Flume Hadoop Agent – Spool directory to HDFS

In the previous post, we have already seen how to write the data from spooling directory to the console log. In this post, we will learn how Flume Hadoop agent can write data from Spooling directory to HDFS.

Similarly, if we want to write the data from spooling directory to HDFS we need to edit the properties files and change the sink information to HDFS.

spool-to-hdfs.properties

agent1.sources =datasource1
agent1.sinks =datastore1
agent1.channels =ch1

agent1.sources.datasource1.channels = ch1
agent1.sinks.datastore1.channels = ch1

agent1.sources.datasource1.type =spooldir
agent1.sources.datasource1.spooldir =/usr/kmayank/spooldir
agent1.sinks.datastore1.type =hdfs
agent1.sinks.datastore1.hdfs.path =/temp/flume
agent1.sinks.datastore1.hdfs.filePrefix =events
agent1.sinks.datastore1.hdfs.fileSuffix =.log
agent1.sinks.datastore1.hdfs.inUsePrefix =_
agent1.sinks.datastore1.hdfs.filetype =Datastream

agent1.channels.ch1.type =file

With the help of above properties file when the file will be written to HDFS, the file name will be events_.log

How many events read from the source will go into one HDFS file?

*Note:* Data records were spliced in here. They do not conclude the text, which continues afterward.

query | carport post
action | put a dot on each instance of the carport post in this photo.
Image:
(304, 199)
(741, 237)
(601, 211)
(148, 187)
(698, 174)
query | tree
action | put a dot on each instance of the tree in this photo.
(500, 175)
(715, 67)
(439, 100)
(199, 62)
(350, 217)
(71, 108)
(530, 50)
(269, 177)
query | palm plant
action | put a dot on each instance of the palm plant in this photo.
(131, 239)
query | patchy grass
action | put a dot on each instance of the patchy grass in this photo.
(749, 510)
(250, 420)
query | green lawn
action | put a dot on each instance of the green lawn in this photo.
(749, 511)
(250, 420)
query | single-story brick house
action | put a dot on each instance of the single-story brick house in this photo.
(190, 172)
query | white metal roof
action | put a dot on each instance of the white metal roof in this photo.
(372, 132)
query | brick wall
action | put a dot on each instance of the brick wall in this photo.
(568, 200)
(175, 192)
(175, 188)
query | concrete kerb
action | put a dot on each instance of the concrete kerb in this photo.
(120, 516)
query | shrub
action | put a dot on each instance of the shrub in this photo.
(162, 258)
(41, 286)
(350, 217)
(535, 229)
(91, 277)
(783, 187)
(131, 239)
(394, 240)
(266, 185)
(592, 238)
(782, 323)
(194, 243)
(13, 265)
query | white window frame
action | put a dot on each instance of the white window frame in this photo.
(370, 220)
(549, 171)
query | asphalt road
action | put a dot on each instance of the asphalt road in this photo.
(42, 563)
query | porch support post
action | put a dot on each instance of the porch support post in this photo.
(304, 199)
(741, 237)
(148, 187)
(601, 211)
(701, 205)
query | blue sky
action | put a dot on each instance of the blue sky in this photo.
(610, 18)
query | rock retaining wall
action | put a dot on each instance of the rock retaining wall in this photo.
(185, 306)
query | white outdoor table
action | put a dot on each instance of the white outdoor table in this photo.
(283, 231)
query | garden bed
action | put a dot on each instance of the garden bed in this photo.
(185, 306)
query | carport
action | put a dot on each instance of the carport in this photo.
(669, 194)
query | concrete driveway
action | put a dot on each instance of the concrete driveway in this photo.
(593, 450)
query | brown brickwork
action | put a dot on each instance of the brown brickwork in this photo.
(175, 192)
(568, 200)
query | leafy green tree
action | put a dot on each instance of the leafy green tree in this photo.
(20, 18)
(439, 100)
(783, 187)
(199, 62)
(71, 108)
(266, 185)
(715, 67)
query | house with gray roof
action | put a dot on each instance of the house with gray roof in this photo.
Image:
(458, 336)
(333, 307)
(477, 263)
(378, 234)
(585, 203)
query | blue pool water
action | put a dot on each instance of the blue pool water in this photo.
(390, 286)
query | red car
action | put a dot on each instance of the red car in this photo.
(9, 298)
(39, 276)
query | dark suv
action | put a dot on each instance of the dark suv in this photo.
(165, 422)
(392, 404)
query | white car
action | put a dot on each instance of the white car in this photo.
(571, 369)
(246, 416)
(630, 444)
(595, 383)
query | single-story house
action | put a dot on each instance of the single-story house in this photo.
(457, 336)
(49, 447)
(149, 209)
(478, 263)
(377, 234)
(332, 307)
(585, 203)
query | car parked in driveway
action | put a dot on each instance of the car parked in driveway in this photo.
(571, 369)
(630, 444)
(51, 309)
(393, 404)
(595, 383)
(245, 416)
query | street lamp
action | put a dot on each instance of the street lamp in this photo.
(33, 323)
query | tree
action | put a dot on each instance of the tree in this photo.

The files in HDFS are rolled over every 30 seconds by default. You can change the interval by setting the “rollInterval” property. The value of “rollInterval” property will be specified in seconds. You can also roll over the files by event count or cumulative event size.

“Filetype” property can be of three different types i.e. sequence file, datastream (text file) or compressed stream.

The default option is sequence file which is binary format file. The event body will be the byte array and the byte array will be written to the sequence file.

It is expected that whoever is reading the sequence file knows how to serialize the binary data to object/data.

Datastream can be any file which is uncompressed such as text file while as the compressed stream will be any file format such as gzip, rar, bzip2 etc.

Now, start the flume agent using below command:

>flume-ng agent \
>--conf-file spool-to-hdfs.properties \
>--name agent1 \
>--Dflume.root.logger=WARN, console

Once, the Flume Hadoop agent is ready, start putting the files in spooling directory. It will trigger some actions in the flume agent.

Once you will see that the spooling directory files are suffixed with “COMPLETED”, go to the HDFS and check whether files have arrived or not. Use below command to list the file in HDFS directory.

hadoop fs –ls /temp/flume

Use the ‘cat’ command to print the content of the file.

hadoop fs –cat /temp/flume/<file_name>